Environnement : L’Algérie adhère à la Convention internationale de Minamata sur le mercure

L’Algérie a adhéré à la Convention internationale de Minamata sur le mercure, développée sous l’égide du Programme des Nations unies pour l’environnement (PNUE), et qui vise à protéger la santé humaine et l’environnement contre les effets du mercure, en vertu d’un décret présidentiel paru au Journal officiel (JO) n 24.

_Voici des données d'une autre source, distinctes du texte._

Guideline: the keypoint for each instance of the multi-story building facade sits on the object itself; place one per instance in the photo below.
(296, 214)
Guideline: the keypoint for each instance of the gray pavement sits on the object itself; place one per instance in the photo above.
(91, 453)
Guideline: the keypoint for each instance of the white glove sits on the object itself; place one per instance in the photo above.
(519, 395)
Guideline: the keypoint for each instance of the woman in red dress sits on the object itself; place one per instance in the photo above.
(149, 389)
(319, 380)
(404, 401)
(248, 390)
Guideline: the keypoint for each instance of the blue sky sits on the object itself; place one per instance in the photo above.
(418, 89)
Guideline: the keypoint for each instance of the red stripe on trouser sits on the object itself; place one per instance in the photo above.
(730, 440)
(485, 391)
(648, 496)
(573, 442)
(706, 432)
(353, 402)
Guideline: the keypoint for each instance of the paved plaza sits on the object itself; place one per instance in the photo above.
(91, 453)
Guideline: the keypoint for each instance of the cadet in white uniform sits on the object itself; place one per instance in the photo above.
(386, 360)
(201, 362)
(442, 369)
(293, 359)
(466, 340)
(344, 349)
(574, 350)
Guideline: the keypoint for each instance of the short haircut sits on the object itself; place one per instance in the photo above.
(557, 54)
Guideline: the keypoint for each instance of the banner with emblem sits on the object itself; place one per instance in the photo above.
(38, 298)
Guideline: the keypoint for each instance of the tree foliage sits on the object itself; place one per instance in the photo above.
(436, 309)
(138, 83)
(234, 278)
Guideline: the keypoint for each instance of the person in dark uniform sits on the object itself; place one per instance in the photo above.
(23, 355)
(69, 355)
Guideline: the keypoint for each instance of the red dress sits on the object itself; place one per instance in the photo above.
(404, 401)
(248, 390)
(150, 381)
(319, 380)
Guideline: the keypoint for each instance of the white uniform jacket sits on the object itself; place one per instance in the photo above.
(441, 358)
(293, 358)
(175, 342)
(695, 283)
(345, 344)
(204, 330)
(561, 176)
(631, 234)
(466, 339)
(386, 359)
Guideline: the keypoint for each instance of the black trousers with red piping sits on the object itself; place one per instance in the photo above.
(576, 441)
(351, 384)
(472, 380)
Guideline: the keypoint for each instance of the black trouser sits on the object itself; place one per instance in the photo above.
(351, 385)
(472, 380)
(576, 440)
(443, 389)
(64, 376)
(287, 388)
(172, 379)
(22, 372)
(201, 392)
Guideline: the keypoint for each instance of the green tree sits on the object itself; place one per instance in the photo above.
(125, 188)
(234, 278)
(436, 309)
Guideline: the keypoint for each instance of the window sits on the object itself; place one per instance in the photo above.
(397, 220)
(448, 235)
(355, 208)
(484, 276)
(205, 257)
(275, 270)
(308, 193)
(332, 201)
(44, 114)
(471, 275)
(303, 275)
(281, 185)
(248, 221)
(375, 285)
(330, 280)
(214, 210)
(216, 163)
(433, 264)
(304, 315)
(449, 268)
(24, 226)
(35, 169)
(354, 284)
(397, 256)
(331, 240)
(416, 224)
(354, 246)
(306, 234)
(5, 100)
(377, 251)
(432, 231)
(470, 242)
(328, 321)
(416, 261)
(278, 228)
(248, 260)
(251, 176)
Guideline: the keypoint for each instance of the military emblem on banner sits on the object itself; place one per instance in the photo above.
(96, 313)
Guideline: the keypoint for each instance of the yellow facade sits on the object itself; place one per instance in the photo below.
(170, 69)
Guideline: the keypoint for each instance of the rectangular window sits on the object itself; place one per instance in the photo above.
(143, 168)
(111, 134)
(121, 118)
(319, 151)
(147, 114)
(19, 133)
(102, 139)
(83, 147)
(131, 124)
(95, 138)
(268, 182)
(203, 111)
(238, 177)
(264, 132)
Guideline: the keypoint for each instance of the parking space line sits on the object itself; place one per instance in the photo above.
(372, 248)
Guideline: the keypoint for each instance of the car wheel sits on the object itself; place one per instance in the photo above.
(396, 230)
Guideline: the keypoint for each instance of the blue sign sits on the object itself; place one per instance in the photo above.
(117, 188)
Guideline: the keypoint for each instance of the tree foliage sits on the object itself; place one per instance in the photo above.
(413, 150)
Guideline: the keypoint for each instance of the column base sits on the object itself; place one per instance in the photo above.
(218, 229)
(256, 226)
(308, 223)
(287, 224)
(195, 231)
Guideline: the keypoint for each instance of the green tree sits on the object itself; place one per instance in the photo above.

Il s’agit du décret n 22-134 signé par le président de la République, M. Abdelmadjid Tebboune, le 28 mars 2022, portant adhésion de la République algérienne démocratique et populaire à la Convention de Minamata sur le mercure, adoptée à Kumamoto (Japon), le 10 octobre 2013. Cette convention constitue un traité international juridiquement contraignant sur le mercure, dont le principal objectif est de protéger la santé humaine et l’environnement contre les émissions et rejets anthropiques de mercure et de composés du mercure.
Ainsi, cette convention réglemente la gestion du mercure et prévoit des dispositions pour réduire son utilisation à l’échelle mondiale en respect des obligations contenues dans ce traité notamment en ce qui concerne l’approvisionnement, le commerce, les processus de fabrication, l’extraction minière, les émissions atmosphériques, les rejets dans le sol et l’eau, le stockage temporaire et les déchets.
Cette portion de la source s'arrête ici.